I. INTRODUCTION

As the device dimension reaches to Sub Nm region in CMOS technology, undesirable effect like short channel effect, large leakage current, DIBL starts plaguing and the device characteristics become disturbed. According to the law of scaling, in planar MOSFET for continuous scaling of channel length it is required to keep high doping in channel region. By this lower junction electric field is maintained inside the channel region. Also highly doped Source and Drain depletion regions does not overlap as high doping ensures reduction in depletion layer width. But increase in doping causes a degradation in mobility in channel region due to impurity scattering. So some significant change in device structures and material will be needed to improve the performance. Strained Si devices promises a solution for this problem because it gives enhancement in mobility and hence increase in drain current due to change in energy band structure of silicon under stress which gives better performance even at highly scaled channel length.

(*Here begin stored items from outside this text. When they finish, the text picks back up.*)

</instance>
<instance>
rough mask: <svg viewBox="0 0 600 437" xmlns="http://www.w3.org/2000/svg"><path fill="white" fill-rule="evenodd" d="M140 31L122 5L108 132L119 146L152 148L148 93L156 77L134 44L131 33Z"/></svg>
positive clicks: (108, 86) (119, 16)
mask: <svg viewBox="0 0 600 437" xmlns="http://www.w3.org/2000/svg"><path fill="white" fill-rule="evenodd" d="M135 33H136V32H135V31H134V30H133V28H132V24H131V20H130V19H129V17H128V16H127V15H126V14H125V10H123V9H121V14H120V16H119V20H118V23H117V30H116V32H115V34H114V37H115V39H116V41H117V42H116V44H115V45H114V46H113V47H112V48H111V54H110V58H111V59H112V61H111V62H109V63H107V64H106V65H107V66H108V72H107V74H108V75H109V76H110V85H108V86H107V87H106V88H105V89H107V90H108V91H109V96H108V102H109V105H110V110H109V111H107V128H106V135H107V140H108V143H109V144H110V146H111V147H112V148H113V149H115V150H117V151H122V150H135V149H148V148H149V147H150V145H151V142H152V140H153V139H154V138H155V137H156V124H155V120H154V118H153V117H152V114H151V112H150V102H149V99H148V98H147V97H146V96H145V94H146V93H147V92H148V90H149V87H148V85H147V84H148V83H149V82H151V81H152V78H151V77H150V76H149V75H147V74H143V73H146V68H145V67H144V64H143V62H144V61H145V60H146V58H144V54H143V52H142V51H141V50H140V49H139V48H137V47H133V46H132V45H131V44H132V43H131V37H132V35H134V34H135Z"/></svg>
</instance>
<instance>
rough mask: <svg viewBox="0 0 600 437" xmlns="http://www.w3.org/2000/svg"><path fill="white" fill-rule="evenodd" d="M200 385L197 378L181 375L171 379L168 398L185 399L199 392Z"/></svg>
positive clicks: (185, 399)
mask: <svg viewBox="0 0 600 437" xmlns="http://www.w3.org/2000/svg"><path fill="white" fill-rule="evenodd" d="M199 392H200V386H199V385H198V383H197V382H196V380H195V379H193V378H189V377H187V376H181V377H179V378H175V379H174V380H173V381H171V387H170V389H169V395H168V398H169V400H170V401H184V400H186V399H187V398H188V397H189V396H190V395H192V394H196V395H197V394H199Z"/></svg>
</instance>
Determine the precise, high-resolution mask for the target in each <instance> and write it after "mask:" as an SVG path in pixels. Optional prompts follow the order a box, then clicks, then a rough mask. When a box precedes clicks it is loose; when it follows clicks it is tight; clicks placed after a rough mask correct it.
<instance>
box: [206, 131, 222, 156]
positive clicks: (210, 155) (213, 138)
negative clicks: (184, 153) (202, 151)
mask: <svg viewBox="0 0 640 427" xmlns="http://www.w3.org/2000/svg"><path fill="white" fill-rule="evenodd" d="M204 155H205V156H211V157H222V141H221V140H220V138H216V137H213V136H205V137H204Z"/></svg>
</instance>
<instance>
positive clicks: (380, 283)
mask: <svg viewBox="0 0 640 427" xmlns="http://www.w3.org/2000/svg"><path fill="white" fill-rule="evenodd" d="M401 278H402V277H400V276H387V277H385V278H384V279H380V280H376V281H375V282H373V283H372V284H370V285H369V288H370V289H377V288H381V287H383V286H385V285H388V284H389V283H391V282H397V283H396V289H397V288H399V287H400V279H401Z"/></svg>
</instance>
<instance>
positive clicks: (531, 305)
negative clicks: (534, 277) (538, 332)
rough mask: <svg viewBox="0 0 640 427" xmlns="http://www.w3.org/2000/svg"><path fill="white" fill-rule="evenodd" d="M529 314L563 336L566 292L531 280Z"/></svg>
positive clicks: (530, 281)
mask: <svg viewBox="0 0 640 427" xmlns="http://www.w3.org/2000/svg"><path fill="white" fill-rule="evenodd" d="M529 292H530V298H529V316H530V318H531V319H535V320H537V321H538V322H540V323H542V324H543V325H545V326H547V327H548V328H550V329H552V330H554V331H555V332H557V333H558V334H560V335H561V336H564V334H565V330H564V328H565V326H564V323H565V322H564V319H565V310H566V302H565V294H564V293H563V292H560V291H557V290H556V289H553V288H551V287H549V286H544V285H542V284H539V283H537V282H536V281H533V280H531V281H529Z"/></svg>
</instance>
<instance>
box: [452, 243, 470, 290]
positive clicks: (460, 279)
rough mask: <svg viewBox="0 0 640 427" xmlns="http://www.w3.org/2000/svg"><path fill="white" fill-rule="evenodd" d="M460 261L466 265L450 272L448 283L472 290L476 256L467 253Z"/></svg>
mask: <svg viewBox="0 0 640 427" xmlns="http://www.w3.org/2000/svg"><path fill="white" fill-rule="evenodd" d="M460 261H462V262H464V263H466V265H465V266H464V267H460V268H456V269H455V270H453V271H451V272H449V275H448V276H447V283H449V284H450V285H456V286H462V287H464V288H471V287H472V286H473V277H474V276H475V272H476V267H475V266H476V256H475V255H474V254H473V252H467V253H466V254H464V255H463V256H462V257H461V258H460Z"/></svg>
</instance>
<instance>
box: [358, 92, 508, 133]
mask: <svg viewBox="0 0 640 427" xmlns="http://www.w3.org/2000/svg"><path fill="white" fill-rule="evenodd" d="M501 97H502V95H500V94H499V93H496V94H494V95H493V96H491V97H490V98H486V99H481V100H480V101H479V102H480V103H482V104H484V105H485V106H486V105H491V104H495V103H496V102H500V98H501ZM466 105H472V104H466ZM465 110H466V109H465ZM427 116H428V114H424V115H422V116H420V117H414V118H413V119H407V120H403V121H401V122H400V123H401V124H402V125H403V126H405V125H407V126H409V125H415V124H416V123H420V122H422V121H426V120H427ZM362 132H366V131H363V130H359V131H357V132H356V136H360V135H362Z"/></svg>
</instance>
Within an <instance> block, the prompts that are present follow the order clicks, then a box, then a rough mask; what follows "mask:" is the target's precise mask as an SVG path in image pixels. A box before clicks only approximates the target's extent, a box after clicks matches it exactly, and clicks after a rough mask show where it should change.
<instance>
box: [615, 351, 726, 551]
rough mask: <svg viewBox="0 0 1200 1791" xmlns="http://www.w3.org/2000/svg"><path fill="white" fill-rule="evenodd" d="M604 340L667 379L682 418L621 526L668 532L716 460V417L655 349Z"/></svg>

When a silicon layer is grown on to a relaxed Si_1-x Ge_x then a biaxial strain is produced in the silicon epitaxial layer due to lattice mismatch between silicon and SiGe layer (due to larger lattice constant of Ge). [5] In silicon 6 degenerate energy lobes are present these are named as two perpendicular Δ₂ states and four Δ₄ states parallel to the plane. When a stress is applied to the Silicon layer these energy states are split into higher and lower energy states and this provide a lower energy states for electron to move and hence scattering of electron become less and mobility increases. Thus advantages achieved are modified lattice constant of the material and modified energy band structure to trap carriers through well formation and finally an enhanced mobility [2]. Now as concentration of Ge in Si_1-x Ge_x is increased amount of biaxial strain and mobility is increased further.